Resource Selection and architecture Design
Resource Selection and architecture Design
Resource selection criteria
Resource selection based on billing model
When designing an architecture, the service’s billing model is an important consideration, and the billing model can vary depending on how cloud resources are deployed.
Provisioning is a method of deploying resources by specifying particular specifications or services.
In this case, charges are incurred according to the billing cycle (hourly, daily, monthly) even if no actual resources are used.
In contrast, the Pay-as-you-go model does not incur any cost until resources are actually used, and billing is based on the amount of usage, the number of calls, and similar factors.
There are services that bill by mixing the provisioning model with the pay-as-you-go model.
| service | Deployment method | Billing model |
|---|---|---|
| Virtual Server, GPU Server, Bare Metal Server, Multi-node GPU Cluster, Virtual Server DR | Provisioning | Per Hour |
| Cloud Functions (computing time seconds‑GB calculated together) | Pay-as-you-go | Per Call |
| Block Storage | Provisioning | Per Hour |
| Object Storage, File Storage, Archive Storage, Backup | Pay-as-you-go | Per Usage(GB) |
| DBaaS | Provisioning | Per Hour |
| Kubernetes Engine | Provisioning | Per Hour |
| Container Registry | Pay-as-you-go | Per Usage(GB) |
| Public IP, NAT Gateway, VPC Endpoint, Direct Connect, SASE, Load Balancer, GSLB, Transit Gateway (calculated together with the per-GB transfer fee) | Provisioning | Per Hour |
| DNS | Provisioning | Per Day |
| VPN (calculated together with Internet Outbound charges) | Provisioning | Per Month |
| Internet Outbound Traffic, VPC Peering, Global CDN | Pay-as-you-go | Per Usage(GB) |
| DDoS Protection, IPS, Secured Firewall | Provisioning | Per Hour |
| WAF, Config Inspection | Provisioning | Per Month |
| Secured VPN | Provisioning | Per Year |
| SingleID | Provisioning | Per User |
| Secret Vault, Key Management Service (key count + per-call calculation) | Pay-as-you-go | Per Call |
| Event Streams, Search Engine, Vertica(DBaaS), Data Ops, Data Flow | Provisioning | Per Hour |
| Data Query | Pay-as-you-go | Per Usage(GB) |
| API Gateway | Pay-as-you-go | Per Call |
| AI/MLOps Platform, Cloud ML | Provisioning | Per Hour |
| DevOps Service (Workflow is calculated per occurrence) | Pay-as-you-go | Per User |
| Trail | Pay-as-you-go | Per Event |
| Edge Server | Provisioning | Per 3/5years |
The two architectures shown in the figure below are examples of implementing a mobile application that provides an image service using a provisioning model and a pay-as-you-go model.

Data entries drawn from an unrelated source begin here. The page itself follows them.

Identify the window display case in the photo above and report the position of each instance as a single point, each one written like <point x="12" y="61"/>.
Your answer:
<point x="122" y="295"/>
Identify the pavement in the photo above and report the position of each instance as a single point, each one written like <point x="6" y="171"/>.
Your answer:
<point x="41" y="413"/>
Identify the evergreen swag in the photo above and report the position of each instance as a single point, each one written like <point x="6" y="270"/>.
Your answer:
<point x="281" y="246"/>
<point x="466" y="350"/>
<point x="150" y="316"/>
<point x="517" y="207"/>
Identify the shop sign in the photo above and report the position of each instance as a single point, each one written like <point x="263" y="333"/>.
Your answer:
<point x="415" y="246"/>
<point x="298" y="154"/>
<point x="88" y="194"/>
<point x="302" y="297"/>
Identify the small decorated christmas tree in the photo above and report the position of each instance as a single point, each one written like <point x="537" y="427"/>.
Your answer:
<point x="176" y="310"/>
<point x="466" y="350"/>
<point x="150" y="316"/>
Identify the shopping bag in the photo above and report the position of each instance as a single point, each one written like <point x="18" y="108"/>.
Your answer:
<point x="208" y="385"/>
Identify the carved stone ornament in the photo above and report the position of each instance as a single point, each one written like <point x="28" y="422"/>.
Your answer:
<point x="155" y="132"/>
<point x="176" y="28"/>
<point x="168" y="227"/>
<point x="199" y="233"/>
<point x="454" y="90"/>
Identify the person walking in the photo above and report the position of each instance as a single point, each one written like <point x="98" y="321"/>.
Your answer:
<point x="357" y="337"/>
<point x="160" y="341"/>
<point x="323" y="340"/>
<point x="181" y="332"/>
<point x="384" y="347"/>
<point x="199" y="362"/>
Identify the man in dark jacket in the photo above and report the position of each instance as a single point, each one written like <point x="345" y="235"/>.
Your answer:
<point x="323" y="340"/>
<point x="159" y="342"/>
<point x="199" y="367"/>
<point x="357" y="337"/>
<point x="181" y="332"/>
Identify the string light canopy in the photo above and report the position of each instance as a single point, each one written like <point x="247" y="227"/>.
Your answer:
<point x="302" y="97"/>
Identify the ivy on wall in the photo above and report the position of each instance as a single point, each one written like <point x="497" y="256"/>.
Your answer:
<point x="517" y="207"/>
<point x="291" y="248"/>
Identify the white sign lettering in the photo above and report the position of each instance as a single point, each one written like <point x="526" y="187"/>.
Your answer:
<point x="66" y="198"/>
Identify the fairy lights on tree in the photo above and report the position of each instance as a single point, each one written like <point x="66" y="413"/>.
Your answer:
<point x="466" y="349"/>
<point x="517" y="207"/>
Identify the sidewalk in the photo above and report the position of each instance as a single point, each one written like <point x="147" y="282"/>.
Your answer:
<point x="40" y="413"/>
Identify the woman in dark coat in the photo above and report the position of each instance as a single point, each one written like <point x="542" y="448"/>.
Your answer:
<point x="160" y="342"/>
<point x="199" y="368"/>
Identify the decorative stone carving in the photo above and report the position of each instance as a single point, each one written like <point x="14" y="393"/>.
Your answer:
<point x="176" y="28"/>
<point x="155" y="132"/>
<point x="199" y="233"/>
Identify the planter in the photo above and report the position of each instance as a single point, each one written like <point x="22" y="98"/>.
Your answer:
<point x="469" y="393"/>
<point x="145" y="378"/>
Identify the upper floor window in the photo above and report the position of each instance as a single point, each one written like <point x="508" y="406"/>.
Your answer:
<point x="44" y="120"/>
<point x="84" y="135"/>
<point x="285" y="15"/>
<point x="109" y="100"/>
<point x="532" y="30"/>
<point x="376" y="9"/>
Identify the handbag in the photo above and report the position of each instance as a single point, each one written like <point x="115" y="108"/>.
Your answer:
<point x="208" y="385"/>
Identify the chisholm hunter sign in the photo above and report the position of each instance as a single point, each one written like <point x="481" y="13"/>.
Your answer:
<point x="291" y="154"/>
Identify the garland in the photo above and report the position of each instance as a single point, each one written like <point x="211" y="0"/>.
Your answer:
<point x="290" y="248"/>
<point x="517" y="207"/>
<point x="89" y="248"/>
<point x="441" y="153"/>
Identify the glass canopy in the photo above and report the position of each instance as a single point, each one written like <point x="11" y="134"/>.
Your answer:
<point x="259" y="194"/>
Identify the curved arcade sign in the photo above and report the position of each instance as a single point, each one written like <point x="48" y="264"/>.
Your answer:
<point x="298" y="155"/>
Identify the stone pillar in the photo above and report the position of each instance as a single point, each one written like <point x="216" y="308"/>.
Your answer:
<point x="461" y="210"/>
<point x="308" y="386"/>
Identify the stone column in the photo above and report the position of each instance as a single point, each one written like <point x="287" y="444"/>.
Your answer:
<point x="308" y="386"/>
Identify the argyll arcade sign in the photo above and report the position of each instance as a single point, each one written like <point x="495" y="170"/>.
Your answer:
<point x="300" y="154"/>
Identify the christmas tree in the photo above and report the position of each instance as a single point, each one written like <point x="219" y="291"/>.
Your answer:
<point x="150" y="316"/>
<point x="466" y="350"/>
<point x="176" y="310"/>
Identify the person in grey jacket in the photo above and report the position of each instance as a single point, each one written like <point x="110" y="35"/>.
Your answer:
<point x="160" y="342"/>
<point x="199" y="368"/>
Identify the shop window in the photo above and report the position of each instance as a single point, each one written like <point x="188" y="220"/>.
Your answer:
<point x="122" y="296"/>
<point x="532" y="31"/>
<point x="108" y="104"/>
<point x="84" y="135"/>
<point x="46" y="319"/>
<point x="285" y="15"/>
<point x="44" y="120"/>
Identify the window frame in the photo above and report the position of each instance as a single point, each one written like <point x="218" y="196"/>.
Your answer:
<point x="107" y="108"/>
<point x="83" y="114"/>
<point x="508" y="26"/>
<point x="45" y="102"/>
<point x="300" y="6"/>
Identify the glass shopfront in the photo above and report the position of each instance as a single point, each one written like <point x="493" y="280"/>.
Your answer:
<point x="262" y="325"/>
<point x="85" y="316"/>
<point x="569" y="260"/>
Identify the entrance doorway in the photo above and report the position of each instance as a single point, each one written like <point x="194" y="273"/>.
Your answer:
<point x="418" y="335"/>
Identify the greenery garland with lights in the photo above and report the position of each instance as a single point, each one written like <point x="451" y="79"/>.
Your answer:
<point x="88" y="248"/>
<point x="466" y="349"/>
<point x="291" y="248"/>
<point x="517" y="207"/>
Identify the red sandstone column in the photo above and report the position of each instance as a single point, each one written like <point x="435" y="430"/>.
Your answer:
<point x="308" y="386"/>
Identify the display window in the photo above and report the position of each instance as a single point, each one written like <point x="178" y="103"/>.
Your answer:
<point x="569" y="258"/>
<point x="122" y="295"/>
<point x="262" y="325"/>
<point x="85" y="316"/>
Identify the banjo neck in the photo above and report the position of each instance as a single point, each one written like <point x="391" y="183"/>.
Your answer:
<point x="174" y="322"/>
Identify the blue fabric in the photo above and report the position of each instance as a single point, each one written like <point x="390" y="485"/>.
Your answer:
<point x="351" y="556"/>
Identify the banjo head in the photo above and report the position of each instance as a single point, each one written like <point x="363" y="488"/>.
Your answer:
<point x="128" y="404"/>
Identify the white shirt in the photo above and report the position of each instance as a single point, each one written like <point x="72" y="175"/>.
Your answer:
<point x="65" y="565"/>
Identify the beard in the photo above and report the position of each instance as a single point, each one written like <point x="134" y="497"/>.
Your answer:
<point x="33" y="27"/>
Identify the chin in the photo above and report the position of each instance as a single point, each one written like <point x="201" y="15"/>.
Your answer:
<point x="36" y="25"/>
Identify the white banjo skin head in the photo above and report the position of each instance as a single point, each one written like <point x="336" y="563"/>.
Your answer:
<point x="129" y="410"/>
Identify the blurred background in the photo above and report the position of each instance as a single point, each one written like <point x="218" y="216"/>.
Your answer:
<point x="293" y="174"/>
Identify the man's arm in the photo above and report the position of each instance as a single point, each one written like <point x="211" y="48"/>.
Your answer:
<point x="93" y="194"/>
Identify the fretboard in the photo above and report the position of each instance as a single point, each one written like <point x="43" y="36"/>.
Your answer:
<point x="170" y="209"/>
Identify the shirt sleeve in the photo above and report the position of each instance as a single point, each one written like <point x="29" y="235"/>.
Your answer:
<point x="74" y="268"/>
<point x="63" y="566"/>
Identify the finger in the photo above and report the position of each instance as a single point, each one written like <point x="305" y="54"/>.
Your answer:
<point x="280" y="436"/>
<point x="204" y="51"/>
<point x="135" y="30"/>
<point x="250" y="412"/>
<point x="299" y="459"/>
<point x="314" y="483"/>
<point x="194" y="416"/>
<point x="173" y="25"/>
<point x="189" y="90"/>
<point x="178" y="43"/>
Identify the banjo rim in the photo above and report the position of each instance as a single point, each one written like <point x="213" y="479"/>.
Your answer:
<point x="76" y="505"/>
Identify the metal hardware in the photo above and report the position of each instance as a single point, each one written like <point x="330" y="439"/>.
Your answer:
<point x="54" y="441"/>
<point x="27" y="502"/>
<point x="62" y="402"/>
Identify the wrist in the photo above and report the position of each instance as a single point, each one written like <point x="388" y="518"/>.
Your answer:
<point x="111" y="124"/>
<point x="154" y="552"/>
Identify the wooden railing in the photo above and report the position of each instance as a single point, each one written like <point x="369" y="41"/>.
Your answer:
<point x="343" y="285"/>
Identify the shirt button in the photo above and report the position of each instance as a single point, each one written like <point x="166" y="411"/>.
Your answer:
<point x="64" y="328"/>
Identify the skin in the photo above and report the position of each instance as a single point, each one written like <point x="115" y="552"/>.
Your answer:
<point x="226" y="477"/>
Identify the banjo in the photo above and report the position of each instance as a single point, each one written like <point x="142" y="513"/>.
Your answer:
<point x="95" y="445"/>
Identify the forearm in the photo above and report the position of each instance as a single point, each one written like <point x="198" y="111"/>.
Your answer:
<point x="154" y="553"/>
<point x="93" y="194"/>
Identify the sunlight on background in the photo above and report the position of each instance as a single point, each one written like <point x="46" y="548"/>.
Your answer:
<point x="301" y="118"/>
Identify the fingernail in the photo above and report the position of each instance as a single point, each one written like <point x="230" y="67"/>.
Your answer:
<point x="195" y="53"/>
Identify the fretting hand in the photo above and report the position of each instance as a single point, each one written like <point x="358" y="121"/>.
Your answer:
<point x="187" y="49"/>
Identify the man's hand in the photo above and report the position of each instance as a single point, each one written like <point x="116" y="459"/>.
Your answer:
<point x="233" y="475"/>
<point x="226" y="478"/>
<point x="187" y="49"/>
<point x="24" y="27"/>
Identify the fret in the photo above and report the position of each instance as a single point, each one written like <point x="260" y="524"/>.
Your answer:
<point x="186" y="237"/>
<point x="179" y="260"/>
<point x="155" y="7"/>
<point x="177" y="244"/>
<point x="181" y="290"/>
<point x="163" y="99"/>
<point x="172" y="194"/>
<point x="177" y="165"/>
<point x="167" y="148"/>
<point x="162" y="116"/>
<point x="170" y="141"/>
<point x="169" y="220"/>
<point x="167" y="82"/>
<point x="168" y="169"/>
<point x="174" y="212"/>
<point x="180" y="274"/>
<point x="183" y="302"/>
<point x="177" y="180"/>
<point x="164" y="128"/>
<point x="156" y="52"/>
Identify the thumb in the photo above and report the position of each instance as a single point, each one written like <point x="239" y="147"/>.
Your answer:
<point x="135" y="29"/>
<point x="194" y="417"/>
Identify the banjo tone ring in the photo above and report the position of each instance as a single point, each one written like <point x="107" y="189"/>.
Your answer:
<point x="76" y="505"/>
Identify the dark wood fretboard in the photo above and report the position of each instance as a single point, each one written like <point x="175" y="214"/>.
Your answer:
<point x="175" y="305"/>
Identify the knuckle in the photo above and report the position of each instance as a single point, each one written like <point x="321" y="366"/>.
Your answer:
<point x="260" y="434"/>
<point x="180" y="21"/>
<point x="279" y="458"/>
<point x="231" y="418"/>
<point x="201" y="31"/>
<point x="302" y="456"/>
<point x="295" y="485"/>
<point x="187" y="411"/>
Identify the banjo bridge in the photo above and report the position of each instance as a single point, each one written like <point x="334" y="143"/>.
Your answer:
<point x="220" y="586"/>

The three-tier web application approach based on the provisioning model on the left is a traditional architecture familiar to developers and operators, and it is the configuration typically chosen when migrating an existing application or developing a new one.
Since this architecture incurs a fixed monthly cost regardless of usage, applying it to workloads with low load variability can improve cost efficiency.
The architecture on the right is primarily composed of Serverless Computing services that are billed per request, in contrast to the left’s Virtual Server‑centric configuration.
Serverless Computing architecture requires an understanding of API routing in API Gateway, function processing in Cloud Functions, and the operation of REST APIs in Object Storage, and involves technical challenges.
However, because billing is per call or per volume, costs are charged only when actual usage occurs.
Therefore, in environments where request load periodically increases or load prediction is difficult, applying this architecture allows you to handle the load cost‑effectively.
When selecting resources like this, you must consider both the use case and the organization’s technical capabilities.
Since cloud resources provide various billing models depending on service characteristics, you should design the architecture to appropriately leverage them and optimize costs.
Select resource type, size, quantity
In on-premises environments, hardware sizing must be determined after carefully forecasting future demand during the early stages of system construction, and because changes are difficult once a purchase is completed, the initial design is extremely important.
In contrast, in a cloud environment, resources can be scaled up or down at any time, allowing you to start with minimal initial capital investment.
To leverage these cloud characteristics for greater cost efficiency, it is advantageous to choose technologies with high resource efficiency and agility, such as resources or containers billed per request.
However, adopting Serverless Computing or container technologies requires that the organization’s internal technical capabilities be supported, so the associated costs and risks must also be considered.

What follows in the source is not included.